The lack of unity violated Scripture: 1 Corinthians 1:10, Romans 16:17–18, Titus 3:9–11, not to mention our Lord’s prayer in John 17 that we would all be one with the same unity that Jesus has with the Father.

We simply cannot give ourselves a pass on this. The early Church Fathers are clear. Ignatius (Epistle to the Philadelphians 3, 8, A.D. 108) says if any man follows a schismatic, he will not inherit the kingdom of God. He also says the Spirit proclaims that we must do nothing without the bishop, but we must be temples of God, love unity, avoid divisions. Again, in his Epistle to the Smyrnaeans, Ignatius says, “Where the bishop is, let the people be; even as where Jesus Christ is, there is the Catholic Church.”

The Change in Me

When the priest processes in for Mass, my heart is overwhelmed with joy to the point of tears. There are Psalms, hymns, and Scripture. There are prayers for people in need and the Passover Meal of the New Covenant which Jesus instituted himself: the Eucharist. I have never felt the presence of the Holy Spirit as I do now!

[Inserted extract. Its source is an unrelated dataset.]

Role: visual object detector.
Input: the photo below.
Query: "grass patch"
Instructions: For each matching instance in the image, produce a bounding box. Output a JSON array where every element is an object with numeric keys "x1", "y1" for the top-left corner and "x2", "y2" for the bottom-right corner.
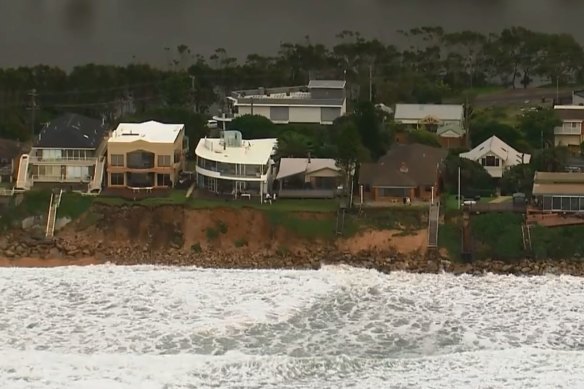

The backlash I experienced after becoming Catholic was intense. I lost close friends; nevertheless, I have never felt such peace. My husband did not convert with me, but he attends Mass with me and is considering RCIA. It is a relief to know, after all this seeking and reading, that I no longer have to guess what I should do as a Christian. We have teachers today who were given authority by Christ Himself! I still seek; I still read; I still study. But now it is with total confidence in our Catholic Faith.

The first thing Satan did in the garden was to get Eve to question what God really said. This is the precise deception of Sola Scriptura. It causes us to waste our time debating instead of being the Church, serving the poor, helping the needy, receiving the Eucharist, sharing the good news.

I set out to disprove the Catholic Church and deliver my family from it, and I ended up returning to the Church and embracing even those things I had once ridiculed and resisted.

Meghan Foshay

Meghan Foshay is a wife and homeschooling mom of seven. She officially reverted to the Catholic faith in December of 2019.